Time Limit: 2000MS		Memory Limit: 65536K
Total Submissions: 22366		Accepted: 6798

Description

There is an apple tree outside of kaka's house. Every autumn, a lot of apples will grow in the tree. Kaka likes apple very much, so he has been carefully nurturing the big apple tree.

The tree has N forks which are connected by branches. Kaka numbers the forks by 1 toN and the root is always numbered by 1. Apples will grow on the forks and two apple won't grow on the same fork. kaka wants to know how many apples are
there in a sub-tree, for his study of the produce ability of the apple tree.

The trouble is that a new apple may grow on an empty fork some time and kaka may pick an apple from the tree for his dessert. Can you help kaka?



Input

The first line contains an integer N (N ≤ 100,000) , which is the number of the forks in the tree.

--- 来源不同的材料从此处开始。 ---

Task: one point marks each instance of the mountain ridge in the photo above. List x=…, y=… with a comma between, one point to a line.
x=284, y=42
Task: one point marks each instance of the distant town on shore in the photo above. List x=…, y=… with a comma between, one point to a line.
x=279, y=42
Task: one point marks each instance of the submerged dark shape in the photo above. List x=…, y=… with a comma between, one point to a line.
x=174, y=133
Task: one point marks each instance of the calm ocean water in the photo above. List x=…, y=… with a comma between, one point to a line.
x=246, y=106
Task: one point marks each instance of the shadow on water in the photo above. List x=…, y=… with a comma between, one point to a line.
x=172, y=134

The following N - 1 lines each contain two integers u and v, which means forku and fork
v are connected by a branch.

The next line contains an integer M (M ≤ 100,000).

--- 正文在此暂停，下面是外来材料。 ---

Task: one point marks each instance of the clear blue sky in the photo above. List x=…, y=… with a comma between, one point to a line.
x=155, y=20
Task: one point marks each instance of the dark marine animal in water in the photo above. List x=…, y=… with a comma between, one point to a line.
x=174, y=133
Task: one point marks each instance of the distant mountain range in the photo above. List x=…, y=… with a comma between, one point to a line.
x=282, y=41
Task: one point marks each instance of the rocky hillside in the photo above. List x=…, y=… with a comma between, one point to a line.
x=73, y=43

The following M lines each contain a message which is either

"C x" which means the existence of the apple on fork
x has been changed. i.e. if there is an apple on the fork, then Kaka pick it; otherwise a new apple has grown on the empty fork.

or

"Q x" which means an inquiry for the number of apples in the sub-tree above the forkx, including the apple (if exists) on the fork x

Note the tree is full of apples at the beginning

Output
For every inquiry, output the correspond answer per line.
Sample Input

3
1 2
1 3
3
Q 1
C 2
Q 1

Sample Output

3
2

恩，题目大意就是说，每一个树杈都有一个苹果，然后树枝上也有，C表示改变该点的状态，若为0则变为1 ，若为1 则变为0 ，最后问一树杈包括它自己所有的苹果数。看了人家的题解，才了解到要记录树杈所包括的范围/article/7126178.html

#include <iostream>
#include<cstdio>
#include<cstring>
#define maxn 100010
using namespace std;
int n,cnt,head[maxn],c[maxn];
bool apple[maxn],vis[maxn];
int begin[maxn],end[maxn];
struct node
{
int from,to,next;
};
node edge[maxn*2];
void add(int f,int t)
{
edge[cnt].from=f;
edge[cnt].to=t;
edge[cnt].next=head[f];
head[f]=cnt++;
}
void dfs(int x)
{
cnt++;
begin[x]=cnt;
vis[x]=1;
for(int i=head[x];i!=-1;i=edge[i].next)
{
if(!vis[edge[i].to])
dfs(edge[i].to);
}
end[x]=cnt;
}
int lowbit(int t)
{
return t&(t^(t-1));
}
void update(int x,int v)
{
for(int i=x;i<=n;i+=lowbit(i))
c[i]+=v;
}
int sum(int x)
{
int ans=0;
for(int i=x;i>0;i-=lowbit(i))
ans+=c[i];
return ans;
}
int main()
{
int m,a,b,p;
char s[10];
while(~scanf("%d",&n))
{
memset(head,-1,sizeof(head));
memset(apple,1,sizeof(apple));
memset(vis,0,sizeof(vis));
memset(c,0,sizeof(c));
memset(begin,0,sizeof(begin));
memset(end,0,sizeof(end));
cnt=0;
for(int i=1;i<n;++i)
{
scanf("%d%d",&a,&b);
add(a,b);
add(b,a);
}
cnt=0;
dfs(1);
for(int i=1;i<=n;++i)
update(i,1);
scanf("%d",&m);
while(m--)
{
scanf("%s%d",s,&p);
if(s[0]=='Q')
printf("%d\n",sum(end[p])-sum(begin[p]-1));
else
{
if(apple[p])
{
update(begin[p],-1);
apple[p]=0;
}
else
{
update(begin[p],1);
apple[p]=1;
}
}
}
}
return 0;
}